CandorBot, an existing and essential part of Candor Studios' infrastructure, is a Discord bot that handles all the communication between the Candor Hub platform and Discord. Part of this implementation was migrating CandorBot to Google Cloud Compute Engine instances.
CandorBot used to run on a single VPS, but as the platform grew, it became clear that this wasn't going to be sustainable in the long term. The VPS had regular downtime and it was causing a large amount of stress for the team. By moving CandorBot to Google Cloud, we were able to take advantage of the incredible reliability, and since moving, we've had next to no downtime whatsoever.
CandorBot now runs comfortably on an e2-medium instance, which provides just the right amount of resources for the bot to run smoothly without being too expensive.
Candor Hub has its own backend which we decided to run on Google Cloud Run for its ease of use and scalability. It's also built in Java, with a combination of Spring and a custom framework I built for this project.
Running on Cloud Run has been a new experience for me, and it did take a little while to get working correctly. But once it was up and running, it's been smooth sailing. We decided to run with a minimum of 1 instance to remove cold starts, and we can always scale up if needed. This is relatively expensive, but Candor decided that is was worth the cost.
The frontend of the platform was created using SvelteKit, an amazing framework that has been my go-to for a while now, primarily for the developer experience. The project involved building a new promotional page for Candor, as well as the platform itself. We designed everything using Figma, basing off Material Design and Candor's existing branding (which was recently updated by an external agency).

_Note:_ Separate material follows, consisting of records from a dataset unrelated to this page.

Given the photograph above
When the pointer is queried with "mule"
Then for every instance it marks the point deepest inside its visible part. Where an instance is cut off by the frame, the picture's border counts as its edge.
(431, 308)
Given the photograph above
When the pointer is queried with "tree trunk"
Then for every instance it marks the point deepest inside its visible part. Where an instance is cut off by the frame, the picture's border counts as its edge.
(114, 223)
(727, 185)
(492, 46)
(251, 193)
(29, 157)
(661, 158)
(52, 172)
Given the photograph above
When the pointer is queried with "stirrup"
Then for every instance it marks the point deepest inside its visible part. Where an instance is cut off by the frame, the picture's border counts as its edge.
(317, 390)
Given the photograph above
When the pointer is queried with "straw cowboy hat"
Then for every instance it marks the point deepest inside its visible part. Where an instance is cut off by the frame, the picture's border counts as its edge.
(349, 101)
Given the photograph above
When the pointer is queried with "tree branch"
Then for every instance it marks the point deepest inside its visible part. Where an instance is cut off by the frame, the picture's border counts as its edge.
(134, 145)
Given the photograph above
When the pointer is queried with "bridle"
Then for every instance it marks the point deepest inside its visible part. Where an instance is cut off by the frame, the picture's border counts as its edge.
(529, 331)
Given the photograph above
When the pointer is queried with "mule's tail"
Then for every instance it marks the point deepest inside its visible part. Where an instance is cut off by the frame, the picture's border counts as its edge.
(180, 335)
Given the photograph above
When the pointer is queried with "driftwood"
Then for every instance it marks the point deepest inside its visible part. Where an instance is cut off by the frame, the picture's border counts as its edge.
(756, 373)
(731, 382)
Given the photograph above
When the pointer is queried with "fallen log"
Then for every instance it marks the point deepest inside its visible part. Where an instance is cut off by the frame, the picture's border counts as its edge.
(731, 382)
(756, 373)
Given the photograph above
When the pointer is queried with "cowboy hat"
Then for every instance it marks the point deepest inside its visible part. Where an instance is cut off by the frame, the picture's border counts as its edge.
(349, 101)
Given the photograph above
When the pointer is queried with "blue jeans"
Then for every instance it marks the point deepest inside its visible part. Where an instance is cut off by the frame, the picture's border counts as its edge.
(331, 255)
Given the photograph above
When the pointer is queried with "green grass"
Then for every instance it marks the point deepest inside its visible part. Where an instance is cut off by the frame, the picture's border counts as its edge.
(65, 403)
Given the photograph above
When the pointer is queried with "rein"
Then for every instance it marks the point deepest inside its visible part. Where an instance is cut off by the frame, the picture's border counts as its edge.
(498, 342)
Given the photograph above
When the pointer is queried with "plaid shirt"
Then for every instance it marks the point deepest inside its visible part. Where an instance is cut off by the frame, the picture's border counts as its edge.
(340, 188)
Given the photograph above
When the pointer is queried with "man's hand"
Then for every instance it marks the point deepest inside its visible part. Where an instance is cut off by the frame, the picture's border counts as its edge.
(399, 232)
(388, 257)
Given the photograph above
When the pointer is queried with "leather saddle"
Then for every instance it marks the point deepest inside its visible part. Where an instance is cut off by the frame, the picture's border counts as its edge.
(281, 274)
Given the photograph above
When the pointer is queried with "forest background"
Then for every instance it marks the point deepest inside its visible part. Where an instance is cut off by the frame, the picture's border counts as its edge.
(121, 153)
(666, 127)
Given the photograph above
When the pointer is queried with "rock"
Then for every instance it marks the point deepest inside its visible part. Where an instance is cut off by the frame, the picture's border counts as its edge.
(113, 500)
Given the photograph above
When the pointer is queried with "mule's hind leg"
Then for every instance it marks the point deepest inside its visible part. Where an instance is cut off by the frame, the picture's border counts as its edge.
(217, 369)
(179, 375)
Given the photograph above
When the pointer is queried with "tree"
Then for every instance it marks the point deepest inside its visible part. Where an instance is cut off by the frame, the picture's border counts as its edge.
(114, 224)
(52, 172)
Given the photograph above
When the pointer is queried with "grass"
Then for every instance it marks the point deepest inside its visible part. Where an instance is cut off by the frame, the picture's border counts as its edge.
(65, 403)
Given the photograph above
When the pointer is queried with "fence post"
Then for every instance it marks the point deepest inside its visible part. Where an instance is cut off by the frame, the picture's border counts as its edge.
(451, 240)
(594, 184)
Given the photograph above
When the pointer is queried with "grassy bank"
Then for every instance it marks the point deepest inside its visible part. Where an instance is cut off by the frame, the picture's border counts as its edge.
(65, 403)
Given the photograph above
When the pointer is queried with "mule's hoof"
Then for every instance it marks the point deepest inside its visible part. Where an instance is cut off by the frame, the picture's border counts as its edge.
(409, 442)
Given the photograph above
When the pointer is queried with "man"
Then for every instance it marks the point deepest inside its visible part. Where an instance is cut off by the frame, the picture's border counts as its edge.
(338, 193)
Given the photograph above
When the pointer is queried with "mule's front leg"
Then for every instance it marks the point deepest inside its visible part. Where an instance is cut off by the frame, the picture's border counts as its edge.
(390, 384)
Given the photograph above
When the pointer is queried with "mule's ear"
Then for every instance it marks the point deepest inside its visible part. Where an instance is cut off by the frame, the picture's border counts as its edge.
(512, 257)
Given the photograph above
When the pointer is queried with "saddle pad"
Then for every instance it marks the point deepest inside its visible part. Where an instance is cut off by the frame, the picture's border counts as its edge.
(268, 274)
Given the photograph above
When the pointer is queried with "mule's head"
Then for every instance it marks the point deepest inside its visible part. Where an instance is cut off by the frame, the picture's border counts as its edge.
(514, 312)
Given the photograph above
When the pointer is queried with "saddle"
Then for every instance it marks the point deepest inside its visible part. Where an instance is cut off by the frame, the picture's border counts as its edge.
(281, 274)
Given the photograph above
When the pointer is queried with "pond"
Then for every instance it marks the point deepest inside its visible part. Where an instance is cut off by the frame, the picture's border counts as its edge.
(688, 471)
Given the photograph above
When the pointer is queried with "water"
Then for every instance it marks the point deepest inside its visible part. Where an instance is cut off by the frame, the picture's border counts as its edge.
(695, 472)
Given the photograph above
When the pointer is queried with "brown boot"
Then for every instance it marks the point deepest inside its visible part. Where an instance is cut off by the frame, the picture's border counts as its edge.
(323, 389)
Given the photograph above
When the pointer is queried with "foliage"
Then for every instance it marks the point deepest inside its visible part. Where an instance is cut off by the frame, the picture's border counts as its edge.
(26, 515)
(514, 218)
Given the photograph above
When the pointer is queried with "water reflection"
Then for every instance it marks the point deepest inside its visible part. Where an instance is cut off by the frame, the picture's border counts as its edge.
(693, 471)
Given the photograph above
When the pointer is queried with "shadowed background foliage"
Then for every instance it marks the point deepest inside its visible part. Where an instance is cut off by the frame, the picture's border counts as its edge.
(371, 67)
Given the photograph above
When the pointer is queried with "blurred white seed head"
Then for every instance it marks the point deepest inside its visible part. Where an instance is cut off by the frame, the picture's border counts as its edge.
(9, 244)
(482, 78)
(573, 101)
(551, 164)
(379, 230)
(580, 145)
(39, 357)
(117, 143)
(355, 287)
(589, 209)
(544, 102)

The frontend is hosted using Firebase Hosting, which has been a breeze to work with. It's fast, reliable, and easy to deploy to, making it the perfect choice for this project. Overall, the frontend has been a joy to work on, and I'm really happy with how it turned out.
Building the tech behind this project has been an incredible journey, taking over a year to complete (we started Nov 2023!). I've learned so much about Google Cloud and Java, and it's one of the largest solo software projects I've ever undertaken. Working with Candor Studios has been a fantastic experience, and I'm excited to see the impact that Project Dawnstone has on the industry as a whole.